Algorithmic asymptotic analysis: extending the arsenal of cancer immunology modeling

TL;DR

This paper applies algorithmic asymptotic analysis to a complex cancer immunology model, simplifying it to reveal key mechanisms and improve predictive accuracy during tumor progression, aiding treatment development.

Contribution

It introduces an algorithmic approach using Computational Singular Perturbation to derive a reduced, mechanistic model from a complex tumor-immune interaction system.

Findings

The long-term tumor dynamics depend on an initial explosive growth stage.

The reduced model accurately predicts explosive stage dynamics with fewer parameters.
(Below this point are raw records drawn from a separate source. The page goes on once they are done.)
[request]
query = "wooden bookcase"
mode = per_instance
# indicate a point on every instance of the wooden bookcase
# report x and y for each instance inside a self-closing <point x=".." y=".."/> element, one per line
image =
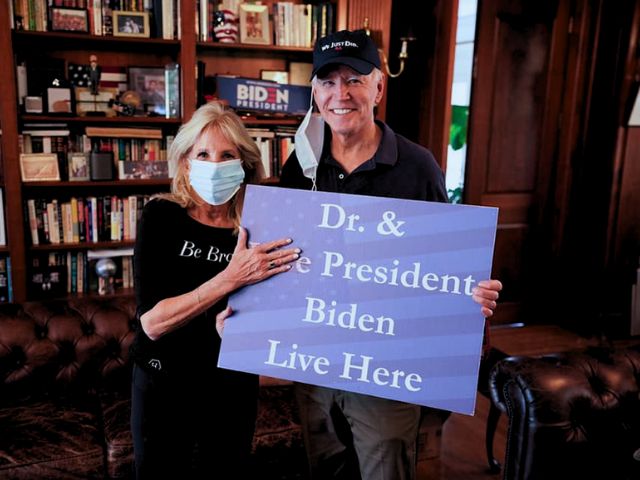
<point x="238" y="59"/>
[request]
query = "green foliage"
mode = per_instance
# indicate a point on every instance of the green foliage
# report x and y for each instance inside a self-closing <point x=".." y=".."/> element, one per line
<point x="458" y="130"/>
<point x="455" y="195"/>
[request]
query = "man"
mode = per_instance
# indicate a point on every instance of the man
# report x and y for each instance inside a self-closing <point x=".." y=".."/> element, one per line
<point x="349" y="435"/>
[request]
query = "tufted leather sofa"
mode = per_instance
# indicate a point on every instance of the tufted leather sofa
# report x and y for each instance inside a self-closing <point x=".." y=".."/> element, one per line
<point x="571" y="415"/>
<point x="65" y="398"/>
<point x="65" y="395"/>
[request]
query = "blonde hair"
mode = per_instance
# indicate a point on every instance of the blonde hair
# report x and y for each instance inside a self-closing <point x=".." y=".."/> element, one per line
<point x="212" y="115"/>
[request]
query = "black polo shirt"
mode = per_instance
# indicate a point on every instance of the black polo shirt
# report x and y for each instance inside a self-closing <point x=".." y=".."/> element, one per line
<point x="399" y="169"/>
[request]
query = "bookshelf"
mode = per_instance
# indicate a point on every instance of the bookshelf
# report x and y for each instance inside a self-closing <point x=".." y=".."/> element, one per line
<point x="187" y="51"/>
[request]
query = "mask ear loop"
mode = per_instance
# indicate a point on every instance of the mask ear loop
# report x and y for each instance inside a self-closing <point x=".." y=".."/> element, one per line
<point x="312" y="106"/>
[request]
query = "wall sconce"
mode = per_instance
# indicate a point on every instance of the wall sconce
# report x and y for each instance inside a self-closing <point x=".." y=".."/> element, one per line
<point x="402" y="56"/>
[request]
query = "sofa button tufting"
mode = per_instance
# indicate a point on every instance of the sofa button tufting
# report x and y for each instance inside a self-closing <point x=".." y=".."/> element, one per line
<point x="41" y="331"/>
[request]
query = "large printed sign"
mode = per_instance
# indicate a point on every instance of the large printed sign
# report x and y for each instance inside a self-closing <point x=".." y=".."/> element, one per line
<point x="248" y="94"/>
<point x="379" y="302"/>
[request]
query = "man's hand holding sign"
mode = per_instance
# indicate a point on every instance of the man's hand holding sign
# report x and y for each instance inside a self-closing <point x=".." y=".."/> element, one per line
<point x="378" y="303"/>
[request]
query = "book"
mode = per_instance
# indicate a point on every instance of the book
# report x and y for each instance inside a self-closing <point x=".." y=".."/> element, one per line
<point x="123" y="132"/>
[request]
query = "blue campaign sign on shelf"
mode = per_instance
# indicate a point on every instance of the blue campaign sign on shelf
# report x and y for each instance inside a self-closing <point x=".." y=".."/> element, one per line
<point x="249" y="94"/>
<point x="379" y="302"/>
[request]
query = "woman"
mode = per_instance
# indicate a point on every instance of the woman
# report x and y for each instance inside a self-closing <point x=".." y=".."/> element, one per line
<point x="189" y="418"/>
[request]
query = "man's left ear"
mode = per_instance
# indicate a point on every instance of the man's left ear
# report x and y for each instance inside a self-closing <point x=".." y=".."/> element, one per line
<point x="380" y="88"/>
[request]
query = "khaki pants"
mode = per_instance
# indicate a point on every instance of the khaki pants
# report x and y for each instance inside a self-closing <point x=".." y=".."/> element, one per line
<point x="350" y="436"/>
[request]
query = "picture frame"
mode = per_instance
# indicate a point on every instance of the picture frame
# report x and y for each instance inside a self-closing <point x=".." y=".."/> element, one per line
<point x="59" y="101"/>
<point x="65" y="19"/>
<point x="149" y="84"/>
<point x="130" y="24"/>
<point x="39" y="167"/>
<point x="255" y="28"/>
<point x="78" y="166"/>
<point x="278" y="76"/>
<point x="90" y="104"/>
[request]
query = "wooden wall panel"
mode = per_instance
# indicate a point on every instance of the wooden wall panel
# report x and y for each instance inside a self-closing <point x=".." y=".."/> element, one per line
<point x="379" y="15"/>
<point x="517" y="106"/>
<point x="511" y="77"/>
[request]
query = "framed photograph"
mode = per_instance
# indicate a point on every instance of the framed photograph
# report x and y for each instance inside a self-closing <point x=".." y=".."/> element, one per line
<point x="89" y="104"/>
<point x="149" y="84"/>
<point x="278" y="76"/>
<point x="130" y="24"/>
<point x="254" y="24"/>
<point x="39" y="167"/>
<point x="78" y="166"/>
<point x="59" y="100"/>
<point x="63" y="19"/>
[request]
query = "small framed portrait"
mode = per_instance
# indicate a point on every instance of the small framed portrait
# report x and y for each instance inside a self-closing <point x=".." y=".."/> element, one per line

Insights are consistent across different tumor-immune and patient scenarios.

Abstract

The recent advances in cancer immunotherapy boosted the development of tumor-immune system models aiming to provide mechanistic understanding and indicate more efficient treatment regimes. However, the complexity of such models, their multi-scale dynamics and their overparameterized character renders them inaccessible for wide utilization. In this work, the dynamics of a fundamental model formulating the interactions of tumor cells with natural killer cells, CD8$^+$ T cells and circulating lymphocytes is examined. It is first shown that the long-term evolution of the system towards high-tumor or tumor-free equilibria is determined by the dynamics of an initial \emph{explosive stage} of tumor progression. Focusing on this stage, the algorithmic Computational Singular Perturbation methodology is employed to identify the underlying mechanisms confining the system's evolution towards the equilibrium and the governing slow dynamics along them. It is shown that these insights are preserved along different tumor-immune system and patient-dependent realizations. Utilizing the obtained mechanistic understanding, a novel reduced model is constructed in an algorithmic fashion, which accurately predicts the dynamics of the system during the explosive stage and includes half of the parameters of the detailed model. This present analysis demonstrates the potential of algorithmic asymptotic analysis to simplify the complex, overeparameterized and multi-scale nature of cancer immunology models and to indicate the interactions and cell types to target for more effective treatment development.